Она поставила недопитый бокал и молча сверлила меня взглядом.
– Что же, – после затяжной тяжелой паузы, произнесла Т., проглотив комок в горле, – раз ты думаешь, что так лучше – пусть.
Она начала раздраженно одеваться, я тоже начал напяливать свою одежду. Я смотрел как она нервно расчесывает свою кудри и поправляет макияж. Ее руки заметно тряслись, но она справилась со своей основной задачей – выглядеть ровно так же, как и до визита ко мне. Она, не глядя на меня, собрала все свои вещи и направилась в прихожую. Я последовал за ней.
– Пойми, это выше моих сил. Это – жутко, не знать, где находится, девушка, которую любишь. Вернее, наоборот. Точно знать, где она. И что, она не со мной.
Т. подняла на меня свои глаза. Со злостью и слезами. Но ничего сказать не смогла. Она подождала, пока я обуюсь и засеменила по ступенькам вниз. Уже на улице, высматривая такси в вечернем потоке машин, то и дело смахивая слезы, она произнесла:
– Зачем ты все это устроил? Неужели было так плохо со мной?
– Нет. Как раз-таки наоборот – плохо было без тебя.
– Хах. Думаешь, мне легко так? Каждый раз приезжать и делать вид, что все нормально. Да и вообще, как ты себе это представляешь? Что я уйду от мужа? Как мне все это объяснять родителям, друзьям? Что мне вдруг что-то захотелось приключений? И поэтому раздел имущества, переезд? Зачем, зачем это все утраивать, у нас все нормально.
– Нормально. Но ты почему-то приходишь сюда.
– Все, прекрати.
– Я хочу, чтобы ты была со мной.
Я хотел ее обнять, но у меня не хватило смелости. Подъехала желтая машина, Т. уехала, а я сделал дежурный затяжной круг по кварталу прежде, чем вернуться в спальню.
На следующий день, когда мысль о том, что все закончилось, начала пускать робкие корни в моем сознании от Т. пришло сообщение. «Вчера все прошло очень странно. Вино дурное было. Но, очевидно, нам надо нормально поговорить». На это я ответил лишь «Ок». Ближайшие пару дней наши расписания свободных вечеров не сходились, пришлось отложить разговор на несколько дней.
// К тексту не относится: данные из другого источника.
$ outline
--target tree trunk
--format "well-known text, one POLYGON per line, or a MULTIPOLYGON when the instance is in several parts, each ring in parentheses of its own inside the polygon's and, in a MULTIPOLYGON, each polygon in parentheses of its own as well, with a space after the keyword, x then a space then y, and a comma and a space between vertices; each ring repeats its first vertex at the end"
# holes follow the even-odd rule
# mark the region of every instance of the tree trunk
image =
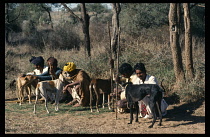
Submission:
POLYGON ((5 42, 9 43, 9 3, 5 3, 5 42))
POLYGON ((50 11, 44 6, 41 4, 41 7, 48 13, 48 16, 49 16, 49 20, 50 20, 50 26, 51 26, 51 29, 53 29, 53 22, 52 22, 52 18, 51 18, 51 15, 50 15, 50 11))
POLYGON ((118 41, 118 29, 119 29, 119 13, 121 11, 119 3, 112 3, 112 30, 113 35, 111 39, 111 47, 114 53, 114 58, 117 58, 117 41, 118 41))
POLYGON ((89 20, 90 17, 89 15, 86 13, 86 8, 85 8, 85 3, 81 3, 81 14, 82 14, 82 28, 83 28, 83 33, 85 36, 85 47, 87 49, 88 52, 88 56, 91 56, 90 53, 90 35, 89 35, 89 20))
POLYGON ((174 64, 174 73, 176 77, 175 87, 185 80, 183 64, 182 64, 181 48, 178 42, 179 22, 178 22, 177 17, 178 17, 177 4, 171 3, 170 10, 169 10, 169 31, 170 31, 171 52, 172 52, 173 64, 174 64))
POLYGON ((193 59, 192 59, 192 36, 190 23, 189 3, 183 3, 184 8, 184 27, 185 27, 185 67, 186 78, 194 78, 193 59))

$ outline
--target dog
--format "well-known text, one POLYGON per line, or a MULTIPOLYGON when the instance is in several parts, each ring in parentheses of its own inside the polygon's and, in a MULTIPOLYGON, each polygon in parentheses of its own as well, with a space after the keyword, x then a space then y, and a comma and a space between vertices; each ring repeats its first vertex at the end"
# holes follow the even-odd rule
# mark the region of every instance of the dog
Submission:
POLYGON ((149 106, 153 115, 153 121, 149 128, 152 128, 154 123, 156 122, 157 114, 159 114, 159 126, 161 126, 162 114, 160 112, 160 108, 161 100, 163 97, 162 92, 165 92, 164 88, 161 89, 157 84, 133 85, 132 83, 125 83, 124 86, 126 90, 126 99, 130 108, 130 123, 128 124, 132 124, 133 121, 133 106, 136 108, 136 122, 138 122, 138 101, 142 100, 145 96, 149 95, 149 106))
POLYGON ((100 94, 103 94, 103 103, 102 106, 104 108, 104 100, 105 94, 108 95, 108 108, 110 107, 110 93, 111 93, 111 79, 92 79, 89 85, 90 90, 90 110, 93 112, 92 109, 92 100, 93 100, 93 93, 96 95, 96 110, 99 112, 98 103, 100 100, 100 94))
POLYGON ((19 105, 24 100, 24 89, 26 90, 26 93, 28 95, 29 104, 31 104, 31 85, 36 88, 36 85, 38 83, 38 79, 36 76, 33 75, 21 75, 17 78, 17 98, 19 100, 19 105))
POLYGON ((45 99, 45 108, 47 110, 47 113, 50 113, 47 107, 47 101, 48 101, 48 93, 47 92, 51 92, 53 94, 55 94, 55 111, 58 111, 58 104, 59 104, 59 100, 62 94, 62 90, 65 86, 66 82, 65 82, 65 78, 62 75, 62 73, 59 75, 59 78, 56 80, 50 80, 50 81, 41 81, 37 84, 36 87, 36 100, 35 100, 35 104, 34 104, 34 111, 33 113, 36 113, 36 104, 38 101, 38 96, 39 93, 42 95, 42 97, 45 99))

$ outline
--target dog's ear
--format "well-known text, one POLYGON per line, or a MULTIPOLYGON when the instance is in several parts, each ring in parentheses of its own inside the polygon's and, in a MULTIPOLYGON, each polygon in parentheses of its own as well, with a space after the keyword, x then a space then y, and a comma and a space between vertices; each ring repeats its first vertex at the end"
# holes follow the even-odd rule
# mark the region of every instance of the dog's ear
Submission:
POLYGON ((132 83, 132 82, 126 82, 126 83, 122 84, 122 86, 125 87, 125 86, 128 85, 128 84, 129 84, 129 85, 132 85, 133 83, 132 83))

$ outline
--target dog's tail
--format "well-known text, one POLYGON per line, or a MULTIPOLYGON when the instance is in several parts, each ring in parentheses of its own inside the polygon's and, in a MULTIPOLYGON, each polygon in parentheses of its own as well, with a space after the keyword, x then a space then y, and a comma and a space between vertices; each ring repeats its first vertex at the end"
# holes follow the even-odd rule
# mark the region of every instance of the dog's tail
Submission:
POLYGON ((10 84, 9 84, 9 88, 10 88, 10 90, 12 90, 12 94, 14 93, 13 87, 15 87, 15 83, 16 83, 16 80, 14 79, 14 80, 11 81, 10 84))
MULTIPOLYGON (((163 79, 164 80, 164 79, 163 79)), ((165 92, 166 90, 165 90, 165 88, 163 87, 163 80, 161 81, 161 83, 160 83, 160 86, 162 87, 162 89, 163 89, 163 92, 165 92)))

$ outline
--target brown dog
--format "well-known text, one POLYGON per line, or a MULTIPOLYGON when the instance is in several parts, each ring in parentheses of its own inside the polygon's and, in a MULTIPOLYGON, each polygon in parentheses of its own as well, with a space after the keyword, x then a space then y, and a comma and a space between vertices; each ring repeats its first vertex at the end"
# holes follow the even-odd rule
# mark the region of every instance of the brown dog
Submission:
POLYGON ((96 109, 97 112, 99 112, 98 109, 98 103, 100 100, 100 94, 103 94, 103 103, 102 106, 104 108, 104 98, 105 98, 105 93, 108 95, 108 107, 110 107, 110 93, 111 93, 111 79, 92 79, 90 82, 89 86, 90 90, 90 110, 93 112, 92 109, 92 98, 93 98, 93 92, 96 94, 96 109))
POLYGON ((24 100, 24 89, 26 90, 26 93, 28 95, 29 104, 31 104, 31 85, 36 88, 36 85, 38 83, 38 79, 36 76, 33 75, 26 75, 26 76, 19 76, 17 78, 17 98, 20 102, 19 105, 24 100))

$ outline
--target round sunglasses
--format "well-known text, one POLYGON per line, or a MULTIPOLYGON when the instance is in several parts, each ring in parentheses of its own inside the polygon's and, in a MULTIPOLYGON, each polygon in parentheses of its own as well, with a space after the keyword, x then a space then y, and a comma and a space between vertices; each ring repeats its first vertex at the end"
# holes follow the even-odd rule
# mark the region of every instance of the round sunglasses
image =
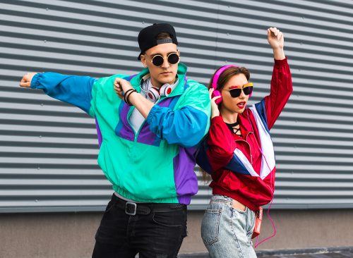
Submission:
POLYGON ((237 98, 241 94, 241 90, 246 95, 250 95, 253 92, 253 84, 249 82, 244 84, 242 88, 224 89, 222 90, 228 90, 232 98, 237 98))
MULTIPOLYGON (((176 64, 179 62, 179 56, 176 53, 170 53, 168 56, 167 56, 167 60, 170 64, 176 64)), ((155 66, 162 66, 164 61, 164 58, 160 54, 154 56, 151 59, 151 62, 155 66)))

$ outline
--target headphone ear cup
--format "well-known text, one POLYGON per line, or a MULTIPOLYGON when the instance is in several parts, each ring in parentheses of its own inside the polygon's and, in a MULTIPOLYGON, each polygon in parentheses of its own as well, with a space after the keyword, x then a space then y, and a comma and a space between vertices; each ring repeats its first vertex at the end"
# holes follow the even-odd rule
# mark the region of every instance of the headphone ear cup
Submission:
POLYGON ((152 102, 155 103, 160 98, 160 92, 152 87, 147 92, 147 97, 152 102))
POLYGON ((169 83, 166 83, 160 88, 160 93, 162 96, 168 97, 172 93, 172 85, 169 83))
POLYGON ((217 99, 215 102, 217 104, 219 104, 220 103, 222 102, 222 93, 219 90, 214 90, 213 92, 212 92, 211 98, 213 98, 214 97, 218 97, 220 96, 220 98, 217 99))

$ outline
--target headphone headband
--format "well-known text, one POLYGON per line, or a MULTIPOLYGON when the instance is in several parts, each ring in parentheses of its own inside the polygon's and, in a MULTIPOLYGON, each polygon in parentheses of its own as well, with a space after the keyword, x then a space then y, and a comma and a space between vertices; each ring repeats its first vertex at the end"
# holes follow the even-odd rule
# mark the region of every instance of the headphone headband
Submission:
POLYGON ((218 82, 218 78, 220 78, 220 75, 222 73, 225 71, 225 70, 228 69, 229 67, 239 67, 238 66, 236 65, 227 65, 222 66, 220 69, 218 69, 215 74, 215 76, 213 76, 213 80, 212 80, 212 87, 215 90, 217 89, 217 83, 218 82))

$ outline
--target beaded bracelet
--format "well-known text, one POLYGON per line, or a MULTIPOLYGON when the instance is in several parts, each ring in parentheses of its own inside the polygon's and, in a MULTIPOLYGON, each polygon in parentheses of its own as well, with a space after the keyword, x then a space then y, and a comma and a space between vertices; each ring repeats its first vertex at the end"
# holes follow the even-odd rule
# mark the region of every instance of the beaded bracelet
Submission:
POLYGON ((128 106, 132 106, 133 104, 131 103, 130 103, 130 102, 128 101, 128 98, 130 97, 130 95, 133 93, 133 92, 137 92, 137 90, 135 90, 135 89, 130 89, 130 90, 128 90, 126 91, 126 92, 124 94, 124 100, 125 101, 125 103, 126 103, 128 106))

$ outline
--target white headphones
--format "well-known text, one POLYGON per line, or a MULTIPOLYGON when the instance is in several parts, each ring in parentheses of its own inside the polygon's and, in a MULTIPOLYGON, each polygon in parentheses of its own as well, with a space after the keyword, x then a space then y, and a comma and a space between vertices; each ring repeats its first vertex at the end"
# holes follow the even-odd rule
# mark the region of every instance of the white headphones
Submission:
POLYGON ((150 78, 145 80, 144 80, 145 78, 142 78, 140 87, 141 90, 145 93, 147 99, 153 103, 157 102, 162 96, 168 97, 178 85, 178 80, 176 80, 172 85, 166 83, 158 89, 152 85, 150 78))

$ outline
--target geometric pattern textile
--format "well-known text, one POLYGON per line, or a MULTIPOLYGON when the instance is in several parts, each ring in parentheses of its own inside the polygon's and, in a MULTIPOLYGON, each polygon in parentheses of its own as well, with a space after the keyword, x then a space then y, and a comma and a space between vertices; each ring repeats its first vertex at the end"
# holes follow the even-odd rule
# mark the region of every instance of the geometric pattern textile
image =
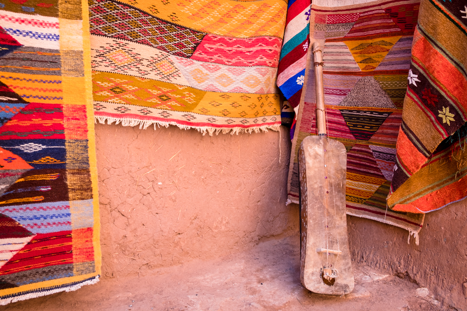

Даже в таком странном, подвешенном состоянии мы не прекратили обмениваться сообщениями. Хотя тон их был сухим, почти официальным. Мы договорились встретиться в знакомом пивном баре, куда частенько заглядывали, как вместе с компанией, так и только вдвоем.
День был будний, народу внутри было совсем немного. Несколько завсегдатаев, для которых день недели, чтобы пропустить пару пинт не играл никакой роли. Пахло хлоркой и неисправной канализацией. Самое место – чтобы раскрывать карты и объясняться в чувствах. Т. появилась в темно-синем плаще и с распущенными волосами, держалась она уверенно. Мы обменялись приветствием, я не решился ее поцеловать, на что она показательно оскорбилась. «Чего это? Даже не хочешь поцеловать меня в щеку?». Я поддался.
Мы зашли внутрь, выбрали самый дальний столик и заказали по нашей стандартной пинте. Она была как обычно восхитительна: легка и непоколебима, о событиях прошлого нашего вечера можно было догадаться лишь по возникающим на долю секунды злобным гримасам, которые она, одергивая себя, сразу же меняла на приветливую улыбку.
– Ну? – начала она разговор самым непритязательным образом.
– Что «ну»?
– То есть ты все уже решил.
– Я не решил. Я осознал, что эта ситуация не может больше тянуться в таком состоянии. Поэтому я и предложил выбор.
– Какой, прости, выбор ты мне предложил?
– Или остаться со мной, переехать и жить как полноценная пара, или же оставить свое положение как есть, но тогда мы больше не сможем встречаться вдвоем.
– Хах, выбор… Это – ультиматум.
– Ну да, ты права.
– Я не выношу ультиматумы. От них всегда хочется поступить наоборот назло. Я думала, ты умнее.
– Я тоже так думал.
– Ну и что теперь? – Т. пригубила пива, разбавив тем самым свой пассивно-агрессивный тон пивной размеренностью.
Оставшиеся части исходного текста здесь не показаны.